Color vision is the ability of the visual system to distinguish objects based on the wavelengths of the light that reaches the retina. Human's perception of colors is a subjective process whereby the brain responds to the stimuli generated from the cone photoreceptors. The normality of color vision perception can be clinically tested with different methods, including plates (e.g. the Ishihara plates), colored caps (e.g. D-15, Roth 28 hue, FM 100), and other, more elaborate methods (e.g. anomaloscope). Color testing at the USF Eye Institute is based mostly on color cap tests, but can be configured in a different ways, depending on the specifics of the case.

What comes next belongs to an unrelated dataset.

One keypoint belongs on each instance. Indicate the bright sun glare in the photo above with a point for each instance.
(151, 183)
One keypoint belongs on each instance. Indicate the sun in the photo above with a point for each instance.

What to expect from the test?

The testing evaluates the ability of the visual system to discriminate between different colors. In addition, some color tests can differentiate between inherited and acquired color deficiencies.

How to prepare for the test?

The testing takes between 30 and 90 minutes, depending on the specific test/s used.

Contrast Sensitivity

In a broad sense, the contrast sensitivity is the ability of the visual system to distinguish different levels of contrast, the contrast being determined by the difference in the color and brightness of the object and other objects within the same field of view. In practical terms it is much easier to test only one of the two elements determining contrast, keeping the other one constant or its contribution reduced to the minimum. In most cases, the color is practically eliminated and the visual system is tested based on its ability to distinguish between the differences in the brightness of an object vs. the surrounding objects (achromatic contrast sensitivity). The testing can be done either by using charts (e.g. Pelli-Robson) or by projecting the stimuli on electronic displays. Currently, the contrast sensitivity testing at the USF Eye Institute is chart-based.

What to expect from the test?

The test evaluates the overall ability of the visual system to detect different levels of contrast. Deficits in this ability can be due to optical factors (e.g. cataract, post-Lasik, etc.), diseases of the inner retina (e.g. glaucoma, diabetic retinopathy, etc.), diseases of the optic nerve (e.g. optic neuritis), drug toxicity (e.g. chloroquine toxicity, vigabatrine toxicity, etc.), or other factors.

How to prepare for the test?

The testing takes between 20 and 45 minutes, depending on the specific test/s used. Distant vision correction (most recent eyeglasses or contact lenses) is required for successful testing. No other preparation is necessary.

Other Tests

Other psychophysical visual function tests can include tests for dark adaptation, macular glare tests, etc. At this time, these tests are not offered by the USF Eye Institute.